Under these circumstances, having regard to all aspects of the parties ' lives, and protection of the interests of an underage child the court considers that the marriage may be preserved and the action for dissolution of marriage must be dismissed.”
7. The applicant appealed alleging that the trial court ' s arguments concerning possible negative influence of a divorce on financial security, living arrangements and psychological state of an underage child were purely speculative. Further he stated that in any event under section 2, Article 22 of the Family Code a court may not refuse dissolution of a marriage if reconciliation measures were fruitless and one of the spouses insists on it. Finally the statement of appeal highlighted that an express wish to terminate marital relationship is in itself a sufficient reason for dissolution of marriage.

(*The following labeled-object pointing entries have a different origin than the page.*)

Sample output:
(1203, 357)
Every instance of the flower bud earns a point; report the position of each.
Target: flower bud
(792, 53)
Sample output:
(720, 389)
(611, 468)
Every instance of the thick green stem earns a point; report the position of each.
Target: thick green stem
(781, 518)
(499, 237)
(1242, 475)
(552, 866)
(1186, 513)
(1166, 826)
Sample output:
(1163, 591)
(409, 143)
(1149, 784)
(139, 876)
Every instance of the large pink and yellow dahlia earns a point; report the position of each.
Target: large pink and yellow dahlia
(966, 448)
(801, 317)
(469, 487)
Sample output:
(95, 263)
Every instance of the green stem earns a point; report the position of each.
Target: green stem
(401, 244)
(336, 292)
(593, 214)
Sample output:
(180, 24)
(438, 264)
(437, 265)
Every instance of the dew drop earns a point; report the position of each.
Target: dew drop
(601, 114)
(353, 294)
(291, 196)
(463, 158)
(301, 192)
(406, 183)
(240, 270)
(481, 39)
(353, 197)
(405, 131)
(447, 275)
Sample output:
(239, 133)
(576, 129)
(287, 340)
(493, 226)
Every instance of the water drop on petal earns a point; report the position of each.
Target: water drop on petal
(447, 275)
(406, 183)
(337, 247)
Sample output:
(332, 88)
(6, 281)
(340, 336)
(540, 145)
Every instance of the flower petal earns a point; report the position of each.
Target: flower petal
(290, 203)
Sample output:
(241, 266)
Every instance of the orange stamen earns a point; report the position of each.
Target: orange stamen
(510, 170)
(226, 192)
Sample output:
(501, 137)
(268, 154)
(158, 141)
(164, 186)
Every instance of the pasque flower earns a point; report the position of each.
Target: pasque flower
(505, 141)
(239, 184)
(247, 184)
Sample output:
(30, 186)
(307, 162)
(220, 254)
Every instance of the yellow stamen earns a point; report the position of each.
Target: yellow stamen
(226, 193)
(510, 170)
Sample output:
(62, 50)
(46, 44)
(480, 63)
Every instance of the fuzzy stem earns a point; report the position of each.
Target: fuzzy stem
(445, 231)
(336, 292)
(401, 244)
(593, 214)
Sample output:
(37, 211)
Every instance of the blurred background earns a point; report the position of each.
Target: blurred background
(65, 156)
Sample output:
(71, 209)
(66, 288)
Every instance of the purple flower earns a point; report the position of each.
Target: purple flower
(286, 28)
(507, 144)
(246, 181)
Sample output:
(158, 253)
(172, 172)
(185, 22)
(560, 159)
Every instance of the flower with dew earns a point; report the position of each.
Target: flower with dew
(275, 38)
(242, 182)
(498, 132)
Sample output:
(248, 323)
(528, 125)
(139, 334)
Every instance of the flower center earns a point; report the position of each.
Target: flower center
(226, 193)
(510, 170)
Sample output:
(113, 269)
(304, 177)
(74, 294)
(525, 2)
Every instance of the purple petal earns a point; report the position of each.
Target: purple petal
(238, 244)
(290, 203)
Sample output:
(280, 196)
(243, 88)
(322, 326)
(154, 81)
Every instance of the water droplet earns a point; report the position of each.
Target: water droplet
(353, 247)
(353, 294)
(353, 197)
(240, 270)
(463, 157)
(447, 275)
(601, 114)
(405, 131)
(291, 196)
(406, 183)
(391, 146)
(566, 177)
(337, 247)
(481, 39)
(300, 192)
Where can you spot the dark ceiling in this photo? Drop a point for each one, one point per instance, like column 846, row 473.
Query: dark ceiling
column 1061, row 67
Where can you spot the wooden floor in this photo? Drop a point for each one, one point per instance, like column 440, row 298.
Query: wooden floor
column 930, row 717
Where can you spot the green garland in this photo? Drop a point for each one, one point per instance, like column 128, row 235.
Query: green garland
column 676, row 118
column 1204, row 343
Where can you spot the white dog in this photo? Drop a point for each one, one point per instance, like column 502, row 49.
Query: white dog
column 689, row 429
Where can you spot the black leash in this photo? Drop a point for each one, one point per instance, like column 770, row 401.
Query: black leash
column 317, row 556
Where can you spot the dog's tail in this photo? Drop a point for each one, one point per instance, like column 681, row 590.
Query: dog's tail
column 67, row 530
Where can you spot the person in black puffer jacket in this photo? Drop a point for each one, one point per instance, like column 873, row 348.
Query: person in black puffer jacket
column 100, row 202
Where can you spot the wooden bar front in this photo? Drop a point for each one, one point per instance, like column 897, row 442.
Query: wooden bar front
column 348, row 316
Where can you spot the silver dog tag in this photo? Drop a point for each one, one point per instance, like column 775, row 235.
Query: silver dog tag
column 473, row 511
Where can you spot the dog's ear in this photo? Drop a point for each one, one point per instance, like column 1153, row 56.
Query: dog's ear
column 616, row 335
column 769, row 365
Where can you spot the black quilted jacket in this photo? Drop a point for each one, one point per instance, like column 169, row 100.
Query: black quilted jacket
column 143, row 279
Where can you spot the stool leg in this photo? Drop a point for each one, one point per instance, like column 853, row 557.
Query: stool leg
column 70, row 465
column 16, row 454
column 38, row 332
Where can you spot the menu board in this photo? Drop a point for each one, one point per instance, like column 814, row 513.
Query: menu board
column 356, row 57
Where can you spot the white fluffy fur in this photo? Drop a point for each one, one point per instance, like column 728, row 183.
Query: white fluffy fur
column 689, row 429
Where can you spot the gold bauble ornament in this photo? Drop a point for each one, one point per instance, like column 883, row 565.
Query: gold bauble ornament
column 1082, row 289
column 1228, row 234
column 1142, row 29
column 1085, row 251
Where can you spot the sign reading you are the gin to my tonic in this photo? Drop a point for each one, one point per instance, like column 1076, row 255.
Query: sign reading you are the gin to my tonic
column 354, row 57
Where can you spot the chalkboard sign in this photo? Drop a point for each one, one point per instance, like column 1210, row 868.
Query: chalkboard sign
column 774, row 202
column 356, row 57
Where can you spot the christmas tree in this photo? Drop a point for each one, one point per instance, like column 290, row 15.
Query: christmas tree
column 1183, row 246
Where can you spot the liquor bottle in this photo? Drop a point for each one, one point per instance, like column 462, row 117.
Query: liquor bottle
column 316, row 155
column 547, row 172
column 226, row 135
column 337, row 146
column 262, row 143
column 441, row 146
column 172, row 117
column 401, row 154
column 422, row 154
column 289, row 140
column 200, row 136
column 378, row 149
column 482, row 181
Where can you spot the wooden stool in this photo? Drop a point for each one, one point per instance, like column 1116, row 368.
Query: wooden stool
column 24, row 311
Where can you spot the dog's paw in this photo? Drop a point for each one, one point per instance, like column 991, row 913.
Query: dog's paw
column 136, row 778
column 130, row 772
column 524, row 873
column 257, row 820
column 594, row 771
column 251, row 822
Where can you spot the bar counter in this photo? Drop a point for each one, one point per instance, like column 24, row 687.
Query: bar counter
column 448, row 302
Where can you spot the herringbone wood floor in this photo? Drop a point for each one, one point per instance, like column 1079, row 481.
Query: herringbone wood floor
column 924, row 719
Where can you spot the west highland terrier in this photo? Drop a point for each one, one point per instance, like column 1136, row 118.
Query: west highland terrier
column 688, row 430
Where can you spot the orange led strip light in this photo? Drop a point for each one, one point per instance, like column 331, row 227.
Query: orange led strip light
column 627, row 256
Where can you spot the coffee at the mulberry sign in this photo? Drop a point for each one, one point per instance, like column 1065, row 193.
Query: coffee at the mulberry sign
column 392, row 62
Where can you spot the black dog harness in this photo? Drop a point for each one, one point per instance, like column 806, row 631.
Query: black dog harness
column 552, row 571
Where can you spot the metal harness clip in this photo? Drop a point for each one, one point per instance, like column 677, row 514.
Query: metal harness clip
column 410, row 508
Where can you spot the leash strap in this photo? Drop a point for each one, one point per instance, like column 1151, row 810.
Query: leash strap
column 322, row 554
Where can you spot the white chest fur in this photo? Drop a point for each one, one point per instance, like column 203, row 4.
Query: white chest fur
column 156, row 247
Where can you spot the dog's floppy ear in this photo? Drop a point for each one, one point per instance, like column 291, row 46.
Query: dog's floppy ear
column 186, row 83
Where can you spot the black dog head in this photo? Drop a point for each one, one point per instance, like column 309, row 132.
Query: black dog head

8. On 19 February 2009 the Oktyabrskiy District Court of Belgorod dismissed the applicant ' s appeal. The relevant parts of the judgment read as follows:
“According to Article 56 of the Civil Procedure Code each party to civil proceedings has to prove existence of circumstances serving as grounds for claims and objections.
Both the Justice of the Peace and the appeal court clarified to the applicant his obligation to prove impossibility of preservation of family and maintaining a common household [to which he refers ] ...
No convincing reasons were advanced by [the applicant] in order to prove that further common life and preservation of the family are impossible... [T] he court considers all arguments for dissolution of marriage as unwillingness of the plaintiff to live with his family without any reasons for non-preservation of the family.
Mr Ch. a witness examined during the hearing stated that Mr Nosov [the applicant] is in contact with another woman and does not wish to live with his family.
[This statement] does not allow the court to conclude that the applicant has factually established new family relations.
The period of time during which the plaintiff is liv ing separately from his family in not lengthy, while for a long time [between 1992 and 2008] the plaintiff and the defendant lived as one family. The fact that they do not reside as one family since September 2008 may not justify the conclusion that further common life of the spouses and preservation of the family are impossible.
These circumstances established by the court permit to concluded that the dissolution of marriage is sought by Mr Nosov without an intention to establish a new family.
In the opinion of the court dissolution of marriage may violate Mrs NE ' s right to live in a full family.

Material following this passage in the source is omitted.